# Analysis and Visualization of Complex Data
---
## Exercise 01 - Create your personal word cloud

In this exercise you will produce your personal word cloud using python

First we will need to install Wordcloud package (someone already did the most difficult job - a function that produces a word cloud - so let's take advantage of that!). Go to the terminal and run:

```
$ pip install wordcloud
```

Then import required packages

In [None]:
# Import the pandas library for data manipulation and analysis (e.g., reading CSV files, handling dataframes)
import pandas as pd

# Import NumPy for numerical operations and array handling (used for masks and matrix operations)
import numpy as np

# Import the os module to interact with the operating system
# (e.g., managing file paths, checking directories, listing files)
import os  # provides functions for interacting with the operating system

# Import matplotlib's pyplot module for creating and displaying visualizations
import matplotlib.pyplot as plt

# Import WordCloud class to generate word clouds
# Import STOPWORDS to access the default list of common words to exclude
from wordcloud import WordCloud, STOPWORDS

In this exercise you can adapt the code I used to get my own wordcloud.

You may start by cloning the AVCAD repository (where the example files and this jupiter notebook are available) to your local machine.

First check your current directory:

In [None]:
# Return the current working directory (the folder where Python is reading/saving files by default)
os.getcwd()

Now change the directory to which you want to clone the github repository (change path accordingly):

In [None]:
# Change the current working directory to the specified folder path
# After this command, Python will read and save files in this folder by default
os.chdir("C:/Users/psegurado/Documents/Aulas/Mestrado_Data_Science/Aulas_AVCAD_2026/Exercises_local")

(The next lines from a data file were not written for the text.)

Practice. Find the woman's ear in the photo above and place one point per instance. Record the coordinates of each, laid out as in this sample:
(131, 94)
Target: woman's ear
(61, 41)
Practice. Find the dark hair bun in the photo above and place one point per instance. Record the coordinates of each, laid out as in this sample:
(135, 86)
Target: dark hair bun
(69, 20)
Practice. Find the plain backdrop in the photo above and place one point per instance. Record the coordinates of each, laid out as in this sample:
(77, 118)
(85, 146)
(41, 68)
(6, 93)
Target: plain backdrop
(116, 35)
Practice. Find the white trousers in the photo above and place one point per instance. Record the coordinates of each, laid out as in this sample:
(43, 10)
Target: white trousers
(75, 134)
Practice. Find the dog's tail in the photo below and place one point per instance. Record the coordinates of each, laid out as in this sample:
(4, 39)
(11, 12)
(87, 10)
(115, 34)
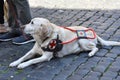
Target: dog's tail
(107, 43)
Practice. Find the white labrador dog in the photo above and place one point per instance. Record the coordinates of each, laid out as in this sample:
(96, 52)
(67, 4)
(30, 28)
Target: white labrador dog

# Display the current working directory to confirm the change was successful
os.getcwd()

Now you may clone the github repository to your local machine runing this in the Command Terminal (firts you need to change to the directory where you want to store your clone):

```
$ git clone https://github.com/isa-ulisboa/greends-avcad-2026.git
```

Now adapt the code below using the keywords that best describe your interests. For that you may use the text from your CV, a motivation letter or simply a list keywords. First create and save a txt file (no commas or semicolons) containing your text.

I used a text file with a list of my publications (Note: the text was converted to csv and all punctuation marks were converted to "space".

In [None]:
# Open the text file located at the specified path
# .read() reads the entire content of the file into a single string
text = open(
    "C:/Users/psegurado/Documents/Aulas/Mestrado_Data_Science/Aulas_AVCAD_2026/Exercises_local/data/CV_PSegurado_EN_March2021.txt"
).read()

# Print the full text content to the console
# This allows you to verify that the file was loaded correctly
print(text)

Create stopword list, i.e., a list of words that you don't want to include in the wordcloud. 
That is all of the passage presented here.